Here is a great infographic spelling it out:
Politics of Masks
This is where we as a country should be ashamed. We are the most technologically advanced country in the world. We have so much of everything. Somehow masks became an assault on individual rights. “You’re not the boss of me”. Other countries recognized the communal gain of wearing masks and social distancing but in the US this became tagged to your political ideation. I wear a mask. I don’t want higher taxes but believe in basic healthcare for all. I also think education is too expensive in this country. At different times, I have voted for both parties over the past 15 years. I’m not wedded to the ideology of either party- for me it’s not a black and white answer across the board. This should never have been a political issue.

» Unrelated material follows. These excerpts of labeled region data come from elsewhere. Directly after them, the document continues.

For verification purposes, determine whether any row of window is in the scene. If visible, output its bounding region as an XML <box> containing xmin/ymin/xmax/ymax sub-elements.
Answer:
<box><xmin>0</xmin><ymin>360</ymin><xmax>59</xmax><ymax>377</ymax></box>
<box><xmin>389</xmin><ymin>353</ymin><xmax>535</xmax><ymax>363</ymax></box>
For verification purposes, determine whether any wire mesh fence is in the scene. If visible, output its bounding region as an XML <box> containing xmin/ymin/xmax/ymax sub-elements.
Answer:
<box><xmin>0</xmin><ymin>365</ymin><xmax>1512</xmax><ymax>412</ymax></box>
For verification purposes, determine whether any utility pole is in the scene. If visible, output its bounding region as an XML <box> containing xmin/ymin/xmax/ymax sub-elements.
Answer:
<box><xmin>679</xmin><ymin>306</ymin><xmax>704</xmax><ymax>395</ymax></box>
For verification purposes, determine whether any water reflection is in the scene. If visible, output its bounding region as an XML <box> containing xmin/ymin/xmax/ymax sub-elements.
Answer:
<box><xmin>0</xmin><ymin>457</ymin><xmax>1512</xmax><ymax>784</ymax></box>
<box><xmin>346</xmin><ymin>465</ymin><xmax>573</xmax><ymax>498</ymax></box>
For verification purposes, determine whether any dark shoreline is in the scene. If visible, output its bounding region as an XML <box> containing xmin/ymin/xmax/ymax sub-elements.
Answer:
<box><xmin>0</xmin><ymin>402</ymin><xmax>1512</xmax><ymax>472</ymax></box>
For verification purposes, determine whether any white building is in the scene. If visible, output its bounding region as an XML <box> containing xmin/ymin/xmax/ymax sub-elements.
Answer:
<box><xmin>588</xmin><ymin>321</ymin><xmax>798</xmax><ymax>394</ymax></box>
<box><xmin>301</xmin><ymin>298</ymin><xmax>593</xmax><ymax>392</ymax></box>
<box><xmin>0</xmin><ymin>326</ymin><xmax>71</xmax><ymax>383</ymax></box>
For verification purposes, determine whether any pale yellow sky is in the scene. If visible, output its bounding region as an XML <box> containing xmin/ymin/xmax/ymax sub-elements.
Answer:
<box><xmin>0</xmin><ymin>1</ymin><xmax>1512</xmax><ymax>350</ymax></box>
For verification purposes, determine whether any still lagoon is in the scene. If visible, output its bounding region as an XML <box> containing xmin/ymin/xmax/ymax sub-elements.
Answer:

During World War II Americans all worked together for the greater good and this should have been the same.
Why People Don’t Listen
Young adults have different wiring to mature adults and take more risks:
One of the reasons why our twenty somethings feel bulletproof and are not worried about what may happen down the line and to to the older people out there.
The answer for mature adults is more complex. The well written article below explores reactance theory where people try to establish or regain freedom after losing or perceiving to have lost it, hence resisting:
What Healthcare Workers Think
I’ve talked to nurses, PTs, medical assistants, scrub techs. I’ve talked to pediatricians, hospitalists, infectious disease experts and ER docs. I’m not on the frontline but some of them are. The disease is real. It’s here. They all wear masks. They all disinfect. They see young and old getting it. They worry about their kids. There is no conspiracy. A lot of hospitals slowed down to protect PPE reserves. The overhead still needed to be paid and some staff were furloughed. If the ER was empty that was actually good. Again, this was not a conspiracy. This is a public health crisis. No one who works in the hospital system disputes this reality. None of them want to catch COVID-19. All of them mask up. Some vote Republican. Some Democrat. All wear masks. Whilst we know this affects older people more commonly with comorbidities:
- No one wants to be the healthy younger adult who gets it and dies or is permanently affected
- No one wants to bring it home
- No one wants to pass it onto older loved ones/friends/family/acquaintance
Moving Forward
The best treatment for COVID-19 is to not get infected
This is not going to be overcome after November 2020. We are just going to move to a new normal. Masks on plane flights will be the norm for a long time. No one wants to go back to a lockdown. If we embrace a sensible approach of masks and social distancing we can get there. The vaccine will come but waiting for the vaccine is like waiting for the next Windows operating system update- more promise and expectation then a harsh reality. We can all be community minded, keep things open, tough it out and get there. Keep you mask on!